Joe Fairless: Yeah, and one of the attorneys that’s gonna be there – his name is Roland, and his information is on the BestEverConference.com website… He’s our securities attorney, so I personally can vouch for him as being someone who is gonna add a lot of value to the conversation. And if you have any deals at all that are going to qualify for a security, then why not go to the conference, learn, but then also have a conversation with him? His rate is north of $300/hour, so you talk to him at the conference, at the bar, or something, where we’re all hanging out, and you’re saving — hopefully he doesn’t hear me say this, but you’re saving the money when you’re talking to him at the bar, hanging out, and you’re getting some of the questions answered.

I’m sure there’s a line in the sand that if you’re not a client of his, then he can’t answer until you officially engage him, but still, it could be a really good opportunity and it actually could save you money as a result of attending.

Theo Hicks: Absolutely. So that’s BestEverConference.com. And then lastly, make sure (if you haven’t already) to pick up a copy of the Best Ever Apartment Syndication Book. If you leave a review on Amazon and send us a screenshot, we will send you a package of free apartment syndication resources, as well as you’ll have the opportunity to have your review read aloud on the Follow Along Friday Podcast.

This week’s review of the week comes from Alec Liskov. Alec left a regular Amazon review, but he went above and beyond and actually left a video review which was pretty cool, and I didn’t realize he could even do that on Amazon… I’ll summarize the review that he provided in the video:

“Joe’s book is one of the best resources on apartment syndications I’ve seen out there. There are three reasons why I love this book. Number one, his approach and guidance are designed for anyone to follow, from inexperienced to experienced investors. Two, he doesn’t just provide information, but rather a step-by-step guide of how to actually get started (and he mentions how he went back to the book to go over the different processes and step-by-step systems that we provided in the book). And number three, finally, he sets expectations and tells it like it is. He shares both his success stories, as well as his failures, which is really helpful in setting the right expectation for long-term success.”

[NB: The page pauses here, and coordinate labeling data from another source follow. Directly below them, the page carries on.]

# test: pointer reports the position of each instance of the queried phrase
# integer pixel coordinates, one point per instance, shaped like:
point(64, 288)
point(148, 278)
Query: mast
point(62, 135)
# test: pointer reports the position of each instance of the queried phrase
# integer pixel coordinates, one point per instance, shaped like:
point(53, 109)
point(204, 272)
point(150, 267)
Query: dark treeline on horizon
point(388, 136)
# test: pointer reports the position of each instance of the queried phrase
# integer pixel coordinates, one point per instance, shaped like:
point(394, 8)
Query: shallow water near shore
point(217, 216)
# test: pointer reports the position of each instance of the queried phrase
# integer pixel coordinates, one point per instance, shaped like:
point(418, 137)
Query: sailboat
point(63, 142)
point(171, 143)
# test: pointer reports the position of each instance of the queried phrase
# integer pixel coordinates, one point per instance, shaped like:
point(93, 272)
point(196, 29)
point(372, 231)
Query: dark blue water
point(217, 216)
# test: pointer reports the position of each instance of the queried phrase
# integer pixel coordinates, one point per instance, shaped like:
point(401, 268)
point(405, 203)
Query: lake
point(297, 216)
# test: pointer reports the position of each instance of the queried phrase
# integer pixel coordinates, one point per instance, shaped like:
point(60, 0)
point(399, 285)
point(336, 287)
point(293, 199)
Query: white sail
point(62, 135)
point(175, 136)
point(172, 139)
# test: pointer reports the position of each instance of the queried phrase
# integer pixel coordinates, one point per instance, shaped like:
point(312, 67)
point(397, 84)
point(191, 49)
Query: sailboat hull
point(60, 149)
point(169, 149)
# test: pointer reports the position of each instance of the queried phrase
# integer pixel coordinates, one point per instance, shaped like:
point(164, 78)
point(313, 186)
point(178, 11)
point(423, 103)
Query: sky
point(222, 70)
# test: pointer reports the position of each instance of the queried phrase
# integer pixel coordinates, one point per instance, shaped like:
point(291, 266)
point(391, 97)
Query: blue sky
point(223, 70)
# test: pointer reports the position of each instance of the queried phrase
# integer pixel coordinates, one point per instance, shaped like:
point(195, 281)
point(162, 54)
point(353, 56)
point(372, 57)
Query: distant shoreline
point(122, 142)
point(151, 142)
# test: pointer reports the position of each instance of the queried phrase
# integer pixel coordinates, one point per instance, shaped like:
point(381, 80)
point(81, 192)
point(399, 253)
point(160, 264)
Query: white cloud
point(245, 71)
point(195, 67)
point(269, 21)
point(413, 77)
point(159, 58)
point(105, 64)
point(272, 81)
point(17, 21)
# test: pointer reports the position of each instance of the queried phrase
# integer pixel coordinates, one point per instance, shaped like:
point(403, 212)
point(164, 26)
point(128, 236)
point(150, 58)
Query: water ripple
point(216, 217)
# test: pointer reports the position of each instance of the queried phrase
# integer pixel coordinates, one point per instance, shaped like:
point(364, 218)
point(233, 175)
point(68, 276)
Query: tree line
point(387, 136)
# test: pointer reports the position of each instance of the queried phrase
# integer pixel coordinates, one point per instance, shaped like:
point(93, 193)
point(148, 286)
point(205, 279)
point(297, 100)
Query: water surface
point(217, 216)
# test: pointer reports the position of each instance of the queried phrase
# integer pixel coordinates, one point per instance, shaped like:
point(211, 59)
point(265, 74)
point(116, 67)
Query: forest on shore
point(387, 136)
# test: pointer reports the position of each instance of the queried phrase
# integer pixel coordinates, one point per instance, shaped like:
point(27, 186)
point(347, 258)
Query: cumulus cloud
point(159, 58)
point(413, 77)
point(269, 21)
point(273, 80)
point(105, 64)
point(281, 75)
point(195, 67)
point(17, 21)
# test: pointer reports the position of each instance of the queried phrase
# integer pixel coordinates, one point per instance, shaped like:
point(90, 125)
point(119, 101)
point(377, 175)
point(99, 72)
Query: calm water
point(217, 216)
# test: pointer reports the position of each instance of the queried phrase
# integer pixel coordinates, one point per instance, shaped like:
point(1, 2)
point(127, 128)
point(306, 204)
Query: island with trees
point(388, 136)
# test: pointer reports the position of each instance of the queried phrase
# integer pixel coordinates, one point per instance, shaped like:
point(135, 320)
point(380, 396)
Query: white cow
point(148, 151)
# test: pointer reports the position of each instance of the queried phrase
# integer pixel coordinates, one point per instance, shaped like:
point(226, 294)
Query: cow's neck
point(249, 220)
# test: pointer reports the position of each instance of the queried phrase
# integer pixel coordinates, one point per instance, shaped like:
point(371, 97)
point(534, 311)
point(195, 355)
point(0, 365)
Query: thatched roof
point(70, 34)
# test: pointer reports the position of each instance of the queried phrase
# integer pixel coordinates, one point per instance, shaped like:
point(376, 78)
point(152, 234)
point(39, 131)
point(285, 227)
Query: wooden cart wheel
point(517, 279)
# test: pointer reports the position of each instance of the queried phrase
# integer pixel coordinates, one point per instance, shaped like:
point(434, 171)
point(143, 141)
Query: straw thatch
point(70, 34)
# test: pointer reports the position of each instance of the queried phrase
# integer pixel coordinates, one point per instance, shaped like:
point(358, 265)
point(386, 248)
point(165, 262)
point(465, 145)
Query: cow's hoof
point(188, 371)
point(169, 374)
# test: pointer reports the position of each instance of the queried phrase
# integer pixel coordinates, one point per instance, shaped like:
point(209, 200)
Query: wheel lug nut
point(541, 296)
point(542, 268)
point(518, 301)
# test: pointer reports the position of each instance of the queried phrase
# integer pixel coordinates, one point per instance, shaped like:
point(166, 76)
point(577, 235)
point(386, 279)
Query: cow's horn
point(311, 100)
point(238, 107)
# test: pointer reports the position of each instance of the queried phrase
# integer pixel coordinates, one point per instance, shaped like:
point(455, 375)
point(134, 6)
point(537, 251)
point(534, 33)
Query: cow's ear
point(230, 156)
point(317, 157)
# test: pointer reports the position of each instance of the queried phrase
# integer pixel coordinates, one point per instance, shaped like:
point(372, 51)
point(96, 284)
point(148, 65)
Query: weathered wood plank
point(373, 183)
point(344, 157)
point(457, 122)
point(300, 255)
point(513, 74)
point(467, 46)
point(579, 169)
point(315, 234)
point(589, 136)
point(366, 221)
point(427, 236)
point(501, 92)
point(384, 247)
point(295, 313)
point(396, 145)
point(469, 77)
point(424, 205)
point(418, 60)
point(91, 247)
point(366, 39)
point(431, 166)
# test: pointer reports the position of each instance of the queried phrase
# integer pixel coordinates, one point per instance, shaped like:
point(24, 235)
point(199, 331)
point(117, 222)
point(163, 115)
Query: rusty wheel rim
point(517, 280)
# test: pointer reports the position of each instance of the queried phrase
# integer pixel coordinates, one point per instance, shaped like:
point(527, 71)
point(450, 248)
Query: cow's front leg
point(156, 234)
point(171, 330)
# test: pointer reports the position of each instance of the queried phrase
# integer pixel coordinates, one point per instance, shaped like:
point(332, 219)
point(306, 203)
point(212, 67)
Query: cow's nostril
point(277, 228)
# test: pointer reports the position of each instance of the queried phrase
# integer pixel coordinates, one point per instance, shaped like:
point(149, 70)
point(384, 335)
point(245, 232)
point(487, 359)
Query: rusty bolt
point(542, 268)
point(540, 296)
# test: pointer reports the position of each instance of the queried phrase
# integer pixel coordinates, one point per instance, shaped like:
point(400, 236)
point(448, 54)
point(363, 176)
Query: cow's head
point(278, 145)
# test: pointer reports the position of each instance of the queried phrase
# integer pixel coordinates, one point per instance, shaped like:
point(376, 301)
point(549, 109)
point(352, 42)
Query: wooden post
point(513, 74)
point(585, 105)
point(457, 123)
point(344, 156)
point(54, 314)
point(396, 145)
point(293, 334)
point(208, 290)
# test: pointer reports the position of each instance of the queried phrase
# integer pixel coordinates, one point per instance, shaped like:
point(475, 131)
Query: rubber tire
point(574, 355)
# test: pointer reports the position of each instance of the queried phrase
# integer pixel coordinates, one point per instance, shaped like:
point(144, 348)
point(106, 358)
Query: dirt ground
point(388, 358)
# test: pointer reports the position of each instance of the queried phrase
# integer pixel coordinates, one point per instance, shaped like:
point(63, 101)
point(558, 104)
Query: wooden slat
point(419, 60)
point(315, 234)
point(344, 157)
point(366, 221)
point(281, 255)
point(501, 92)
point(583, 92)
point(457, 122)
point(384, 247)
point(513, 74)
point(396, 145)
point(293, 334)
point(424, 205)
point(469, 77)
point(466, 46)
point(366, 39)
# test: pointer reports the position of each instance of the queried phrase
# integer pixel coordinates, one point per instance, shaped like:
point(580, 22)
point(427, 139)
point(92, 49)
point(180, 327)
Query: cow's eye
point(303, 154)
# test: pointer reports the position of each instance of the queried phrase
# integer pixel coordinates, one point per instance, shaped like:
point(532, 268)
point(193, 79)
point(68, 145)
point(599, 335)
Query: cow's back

Joe Fairless: Well, thank you for leaving that video review. I think it’s only a video review, right? That’s pretty cool. I didn’t realize you could do video reviews either, so thanks for doing that. I really appreciate it and I’m glad you got value from the book.

Theo, I called you yesterday, and your voice mailbox is full, so I didn’t leave you a message because I couldn’t. But I called you because I had a conversation with someone who I met yesterday and he said he bought our syndication book and he read it in one day.

Theo Hicks: Oh, man…

Joe Fairless: He called it a fun read. I was like, “Well, fun? Okay… I’ll go with that.” He’s a software engineer, and he said he loved that we got into the details, but he literally read it in one day. I thought I held the record, because I read it in one day when we were doing the final walkthrough of the book, so I read it from start to finish one last time, in one day… But he tied the world record for quickest read for the book. I thought you’d find that interesting, too.

Theo Hicks: That’s interesting.

Joe Fairless: Well, everyone, thanks for hanging out with us. I hope you got value from the conversation. Have a best ever day and we’ll talk to you tomorrow.